Amy Klobuchar by Greg Skidmore is licensed under CC BY-SA 2.0. 

Senator Amy Klobuchar (D-Minn.) has reintroduced the “American Innovation and Choice Online Act” (AICOA), a bill so flawed that she failed to ram it through last Congress despite Democratic control of both chambers and the White House. 

No matter what version of AICOA Klobuchar tries to sell the American people in the 118th Congress, the bill would grow the size and scope of government so dramatically that it remains unworthy of support. Lawmakers should continue to reject AICOA. 

Klobuchar announced AICOA’s reintroduction in a press release on Thursday after 5pm before a holiday weekend, a lackluster sign of confidence in the bill and her overall legislative agenda.

Klobuchar’s press release failed to note that AICOA has lost 5 cosponsors since the 117th Congress. Sens. Sheldon Whitehouse (D-Beach Club), Jack Reed (D-R.I.), Steve Daines (R-N.D.), Cynthia Lummis (R-Wy.), and John Kennedy (R-La.) have all dropped off the bill. 

The version of AICOA Klobuchar tried and failed to pass last Congress enacted a litany of new restrictions on the business practices on companies above a certain size, a government-set cap on growth and innovation. One provision would ban these targeted companies from promoting their own private-label products next to name-brand products. If a bureaucrat determines that a company has violated AICOA’s deliberately vague provisions, they can whack the company with a “death penalty” fine of up to 10 percent in revenue. 

The bill’s original sin is that it treats companies above an arbitrary government-determined size differently than their smaller rivals. If a business practice is bad, it should be illegal for every business, not just a select few. If the left is successful at imposing this market cap regulation mechanism, they will be able to trap any industry under the heavy hand of government. 

AICOA faced a bipartisan firewall of opposition in the 117th Congress. According to Politico, one Democrat Senate aide called the bill Klobuchar’s “pet project” that had zero political payoff, saying: “We should be focused on items that will help consumers deal with rising costs…[and] nobody can figure out why it would be a priority.” Americans for Tax Reform and 45 free-market groups and activists sent a letter last summer in opposition to the Klobuchar bill. 

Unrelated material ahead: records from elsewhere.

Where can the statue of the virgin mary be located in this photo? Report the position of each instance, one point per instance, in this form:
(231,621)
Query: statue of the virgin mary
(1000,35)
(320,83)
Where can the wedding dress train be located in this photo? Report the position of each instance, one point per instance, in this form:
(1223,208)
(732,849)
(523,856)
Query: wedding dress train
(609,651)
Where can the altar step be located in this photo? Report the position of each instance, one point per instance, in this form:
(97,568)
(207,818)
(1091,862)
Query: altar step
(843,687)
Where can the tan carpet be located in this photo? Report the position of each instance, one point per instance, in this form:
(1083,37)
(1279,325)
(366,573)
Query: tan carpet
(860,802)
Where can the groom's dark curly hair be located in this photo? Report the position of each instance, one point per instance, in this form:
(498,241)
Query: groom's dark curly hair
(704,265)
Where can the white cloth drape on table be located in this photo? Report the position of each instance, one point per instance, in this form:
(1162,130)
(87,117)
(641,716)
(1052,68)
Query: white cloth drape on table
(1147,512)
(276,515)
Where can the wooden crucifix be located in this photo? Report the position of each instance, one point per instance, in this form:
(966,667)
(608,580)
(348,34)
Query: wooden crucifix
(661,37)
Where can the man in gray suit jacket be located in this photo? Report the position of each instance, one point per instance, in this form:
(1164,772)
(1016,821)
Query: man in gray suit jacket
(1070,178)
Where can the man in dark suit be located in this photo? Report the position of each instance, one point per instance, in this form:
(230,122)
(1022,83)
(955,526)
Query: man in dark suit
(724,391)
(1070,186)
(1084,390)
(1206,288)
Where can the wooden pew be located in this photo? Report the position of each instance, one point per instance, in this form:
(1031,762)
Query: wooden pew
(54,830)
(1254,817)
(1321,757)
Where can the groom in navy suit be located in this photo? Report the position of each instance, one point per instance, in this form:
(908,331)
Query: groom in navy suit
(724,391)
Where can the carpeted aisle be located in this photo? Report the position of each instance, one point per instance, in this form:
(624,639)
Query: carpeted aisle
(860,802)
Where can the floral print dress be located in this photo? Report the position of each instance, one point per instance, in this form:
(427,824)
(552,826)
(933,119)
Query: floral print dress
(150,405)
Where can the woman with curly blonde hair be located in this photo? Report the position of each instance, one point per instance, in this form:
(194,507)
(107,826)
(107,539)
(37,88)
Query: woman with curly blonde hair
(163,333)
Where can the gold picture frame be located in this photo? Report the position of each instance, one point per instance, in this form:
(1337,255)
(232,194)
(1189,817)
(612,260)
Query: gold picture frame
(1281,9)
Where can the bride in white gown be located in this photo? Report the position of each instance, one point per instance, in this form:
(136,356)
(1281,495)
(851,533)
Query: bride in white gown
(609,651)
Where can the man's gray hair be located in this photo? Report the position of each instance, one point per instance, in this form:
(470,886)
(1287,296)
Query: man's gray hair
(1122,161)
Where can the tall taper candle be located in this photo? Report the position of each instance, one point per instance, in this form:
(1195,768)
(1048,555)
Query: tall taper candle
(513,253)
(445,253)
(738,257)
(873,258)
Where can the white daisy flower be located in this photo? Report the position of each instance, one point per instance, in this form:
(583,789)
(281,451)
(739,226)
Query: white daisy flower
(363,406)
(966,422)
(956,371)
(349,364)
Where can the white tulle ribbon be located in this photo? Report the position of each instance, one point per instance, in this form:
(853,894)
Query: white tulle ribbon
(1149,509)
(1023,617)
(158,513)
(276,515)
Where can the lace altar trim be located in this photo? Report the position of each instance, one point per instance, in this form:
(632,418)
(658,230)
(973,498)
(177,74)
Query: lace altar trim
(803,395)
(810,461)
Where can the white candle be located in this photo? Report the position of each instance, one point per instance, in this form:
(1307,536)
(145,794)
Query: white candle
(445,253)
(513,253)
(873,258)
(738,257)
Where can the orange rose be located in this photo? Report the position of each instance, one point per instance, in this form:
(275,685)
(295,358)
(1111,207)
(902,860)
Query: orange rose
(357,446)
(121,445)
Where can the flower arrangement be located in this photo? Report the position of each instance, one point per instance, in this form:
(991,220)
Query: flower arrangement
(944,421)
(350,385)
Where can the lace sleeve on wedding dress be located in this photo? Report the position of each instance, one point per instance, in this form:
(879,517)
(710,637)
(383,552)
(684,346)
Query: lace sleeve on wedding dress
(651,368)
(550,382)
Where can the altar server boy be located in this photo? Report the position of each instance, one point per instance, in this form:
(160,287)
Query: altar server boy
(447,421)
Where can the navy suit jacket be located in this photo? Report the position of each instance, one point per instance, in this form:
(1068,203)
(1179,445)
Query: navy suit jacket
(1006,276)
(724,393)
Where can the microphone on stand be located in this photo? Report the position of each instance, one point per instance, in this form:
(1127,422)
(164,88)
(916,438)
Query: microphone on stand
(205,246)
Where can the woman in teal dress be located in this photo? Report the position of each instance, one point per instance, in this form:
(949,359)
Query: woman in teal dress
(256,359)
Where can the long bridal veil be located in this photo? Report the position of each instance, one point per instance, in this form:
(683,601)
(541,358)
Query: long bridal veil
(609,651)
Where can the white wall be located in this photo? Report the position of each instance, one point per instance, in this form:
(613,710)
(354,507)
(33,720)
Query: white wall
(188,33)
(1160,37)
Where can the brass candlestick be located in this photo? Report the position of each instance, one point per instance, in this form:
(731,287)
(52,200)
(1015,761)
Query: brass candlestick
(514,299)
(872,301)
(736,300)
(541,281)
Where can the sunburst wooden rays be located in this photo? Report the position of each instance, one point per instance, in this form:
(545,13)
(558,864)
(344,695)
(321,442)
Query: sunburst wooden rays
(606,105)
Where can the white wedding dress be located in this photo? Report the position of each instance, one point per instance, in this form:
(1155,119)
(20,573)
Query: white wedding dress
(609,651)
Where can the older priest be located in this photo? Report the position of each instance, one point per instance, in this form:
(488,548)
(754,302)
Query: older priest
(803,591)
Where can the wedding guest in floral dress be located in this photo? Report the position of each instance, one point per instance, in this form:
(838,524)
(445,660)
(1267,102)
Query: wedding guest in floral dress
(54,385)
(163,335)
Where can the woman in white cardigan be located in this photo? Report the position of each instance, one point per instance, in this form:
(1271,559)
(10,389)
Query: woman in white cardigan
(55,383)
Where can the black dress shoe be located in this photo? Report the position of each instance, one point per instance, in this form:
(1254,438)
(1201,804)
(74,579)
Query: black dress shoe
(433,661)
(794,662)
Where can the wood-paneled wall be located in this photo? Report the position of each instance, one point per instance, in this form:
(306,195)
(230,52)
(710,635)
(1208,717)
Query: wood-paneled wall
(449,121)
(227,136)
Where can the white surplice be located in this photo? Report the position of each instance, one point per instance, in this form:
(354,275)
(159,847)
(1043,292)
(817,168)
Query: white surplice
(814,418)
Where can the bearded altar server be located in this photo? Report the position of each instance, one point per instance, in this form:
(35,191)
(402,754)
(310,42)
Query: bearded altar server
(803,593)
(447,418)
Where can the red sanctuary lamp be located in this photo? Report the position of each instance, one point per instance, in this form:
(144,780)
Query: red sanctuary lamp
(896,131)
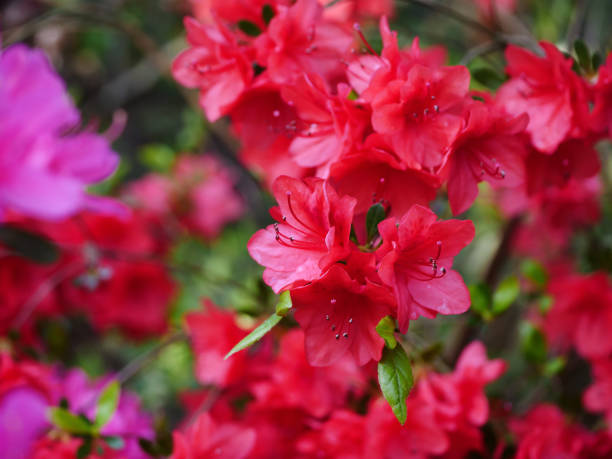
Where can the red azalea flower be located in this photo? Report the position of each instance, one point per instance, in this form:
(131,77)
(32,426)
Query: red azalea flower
(265,125)
(134,297)
(341,436)
(574,159)
(215,64)
(339,314)
(487,148)
(214,332)
(374,175)
(312,232)
(299,40)
(547,90)
(581,314)
(417,113)
(207,438)
(598,397)
(315,390)
(328,125)
(601,116)
(417,254)
(544,433)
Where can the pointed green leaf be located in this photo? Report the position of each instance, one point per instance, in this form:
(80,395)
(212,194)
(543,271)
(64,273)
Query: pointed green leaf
(267,13)
(250,28)
(256,334)
(284,304)
(386,329)
(505,294)
(107,404)
(582,52)
(114,442)
(535,272)
(68,422)
(375,215)
(85,448)
(395,379)
(480,295)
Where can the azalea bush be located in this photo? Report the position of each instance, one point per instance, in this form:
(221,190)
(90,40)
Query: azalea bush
(305,228)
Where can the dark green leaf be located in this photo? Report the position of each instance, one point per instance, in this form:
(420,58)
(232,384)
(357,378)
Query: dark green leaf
(256,334)
(506,293)
(533,343)
(480,294)
(107,404)
(375,215)
(487,77)
(68,422)
(284,304)
(114,442)
(267,13)
(535,272)
(395,379)
(596,61)
(249,28)
(583,55)
(29,245)
(386,329)
(85,449)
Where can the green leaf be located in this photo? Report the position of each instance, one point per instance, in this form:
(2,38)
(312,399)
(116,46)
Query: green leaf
(582,52)
(386,329)
(249,28)
(85,449)
(375,215)
(596,61)
(267,13)
(535,272)
(256,334)
(157,156)
(107,404)
(68,422)
(114,442)
(395,379)
(29,245)
(554,366)
(487,77)
(284,304)
(148,447)
(506,294)
(480,295)
(533,343)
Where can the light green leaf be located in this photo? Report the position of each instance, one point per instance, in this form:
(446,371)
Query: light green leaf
(386,329)
(256,334)
(505,294)
(68,422)
(375,215)
(284,304)
(395,379)
(107,404)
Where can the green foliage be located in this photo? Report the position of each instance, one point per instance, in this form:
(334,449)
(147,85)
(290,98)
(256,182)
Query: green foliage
(375,215)
(107,404)
(256,334)
(386,329)
(395,380)
(28,245)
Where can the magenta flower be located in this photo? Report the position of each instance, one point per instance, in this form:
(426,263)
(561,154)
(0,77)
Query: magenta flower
(45,164)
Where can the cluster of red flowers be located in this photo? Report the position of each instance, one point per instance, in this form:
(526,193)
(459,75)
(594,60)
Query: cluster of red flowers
(296,410)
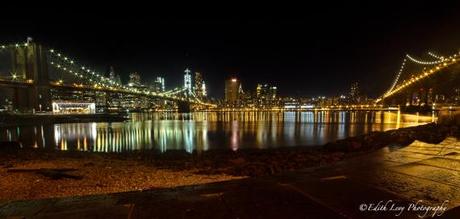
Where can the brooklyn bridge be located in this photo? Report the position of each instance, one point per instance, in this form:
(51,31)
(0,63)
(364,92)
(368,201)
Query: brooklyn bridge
(34,78)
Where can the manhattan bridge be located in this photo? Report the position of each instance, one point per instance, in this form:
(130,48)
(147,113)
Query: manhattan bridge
(34,78)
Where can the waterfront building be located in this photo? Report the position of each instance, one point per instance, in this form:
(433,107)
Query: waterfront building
(266,95)
(233,91)
(159,84)
(188,81)
(134,80)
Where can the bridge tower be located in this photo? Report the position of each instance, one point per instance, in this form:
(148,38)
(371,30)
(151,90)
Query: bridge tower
(29,64)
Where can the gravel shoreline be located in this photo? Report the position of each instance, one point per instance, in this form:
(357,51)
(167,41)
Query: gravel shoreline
(36,174)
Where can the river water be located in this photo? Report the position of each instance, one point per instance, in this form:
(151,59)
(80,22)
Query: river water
(209,130)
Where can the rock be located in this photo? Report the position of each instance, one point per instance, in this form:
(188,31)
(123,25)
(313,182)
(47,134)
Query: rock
(9,147)
(237,161)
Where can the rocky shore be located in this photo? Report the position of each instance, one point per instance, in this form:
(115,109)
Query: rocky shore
(31,174)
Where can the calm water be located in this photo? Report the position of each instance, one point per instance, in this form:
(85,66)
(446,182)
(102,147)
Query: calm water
(211,130)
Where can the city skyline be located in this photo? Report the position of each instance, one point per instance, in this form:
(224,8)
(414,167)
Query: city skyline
(327,51)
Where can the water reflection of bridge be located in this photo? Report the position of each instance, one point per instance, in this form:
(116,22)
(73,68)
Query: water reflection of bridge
(33,76)
(203,131)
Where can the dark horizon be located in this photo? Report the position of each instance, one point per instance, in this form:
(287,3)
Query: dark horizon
(319,51)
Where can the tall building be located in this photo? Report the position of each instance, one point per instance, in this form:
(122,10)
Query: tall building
(354,92)
(200,86)
(266,94)
(232,91)
(159,84)
(204,90)
(134,79)
(188,81)
(114,77)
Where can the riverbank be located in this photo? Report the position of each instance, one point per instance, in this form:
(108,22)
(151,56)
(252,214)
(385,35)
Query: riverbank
(7,119)
(35,174)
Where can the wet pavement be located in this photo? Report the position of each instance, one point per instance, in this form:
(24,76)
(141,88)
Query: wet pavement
(403,178)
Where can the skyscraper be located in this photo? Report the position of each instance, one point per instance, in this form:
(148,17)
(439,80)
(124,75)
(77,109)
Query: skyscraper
(200,87)
(232,91)
(114,77)
(354,92)
(159,84)
(134,79)
(266,94)
(188,81)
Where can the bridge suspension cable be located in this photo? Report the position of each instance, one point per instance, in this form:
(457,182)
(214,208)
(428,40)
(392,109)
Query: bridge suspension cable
(436,56)
(423,62)
(401,69)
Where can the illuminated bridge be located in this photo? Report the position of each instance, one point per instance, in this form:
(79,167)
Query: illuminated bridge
(36,78)
(431,82)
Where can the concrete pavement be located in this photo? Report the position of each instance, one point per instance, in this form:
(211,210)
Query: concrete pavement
(419,174)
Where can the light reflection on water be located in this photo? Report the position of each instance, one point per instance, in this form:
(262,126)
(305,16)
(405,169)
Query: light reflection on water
(211,130)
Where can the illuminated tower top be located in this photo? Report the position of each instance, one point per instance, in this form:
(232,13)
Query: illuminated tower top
(188,81)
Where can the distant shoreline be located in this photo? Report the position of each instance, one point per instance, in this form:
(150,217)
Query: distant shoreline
(7,120)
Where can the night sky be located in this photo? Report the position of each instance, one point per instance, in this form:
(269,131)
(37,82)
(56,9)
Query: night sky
(305,50)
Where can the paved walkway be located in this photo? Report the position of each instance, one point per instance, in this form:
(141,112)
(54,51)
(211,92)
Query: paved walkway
(399,176)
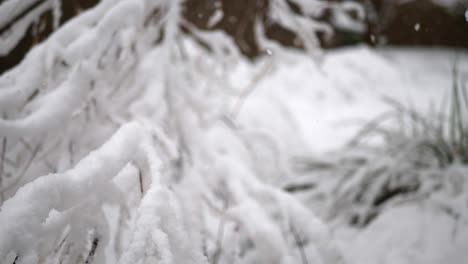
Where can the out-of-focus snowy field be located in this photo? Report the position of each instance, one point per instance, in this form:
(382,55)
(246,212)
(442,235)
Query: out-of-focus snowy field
(327,104)
(123,140)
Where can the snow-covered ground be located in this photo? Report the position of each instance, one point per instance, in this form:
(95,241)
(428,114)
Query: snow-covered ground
(123,140)
(329,102)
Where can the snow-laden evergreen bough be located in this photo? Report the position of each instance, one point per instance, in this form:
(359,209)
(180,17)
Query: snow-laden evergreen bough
(129,119)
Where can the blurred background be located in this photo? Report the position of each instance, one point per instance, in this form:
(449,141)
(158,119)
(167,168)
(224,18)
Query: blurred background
(424,23)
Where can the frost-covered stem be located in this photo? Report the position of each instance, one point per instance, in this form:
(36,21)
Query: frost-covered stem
(24,216)
(298,242)
(2,162)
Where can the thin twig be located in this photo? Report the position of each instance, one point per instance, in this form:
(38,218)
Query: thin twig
(299,244)
(2,158)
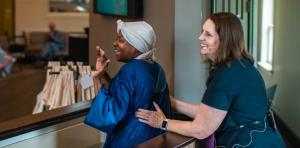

Even if some dark sorcery allowed the Klobuchar bill to escape the Senate, AICOA is most likely dead on arrival in the Republican-controlled House. Over the weekend, Speaker Kevin McCarthy (R-Calif.) said that another Klobuchar priority would never hit the House floor. In a sign of how far Democrats have moved away from Klobuchar’s pet projects, Rep. Lou Correa (D-Calif.), a vocal opponent of AICOA, was just named ranking member of the House antitrust subcommittee. 

Ultimately, while AICOA may be back from the grave, it is very much still in the hospice wing on life support. Lawmakers should continue to reject AICOA in any form.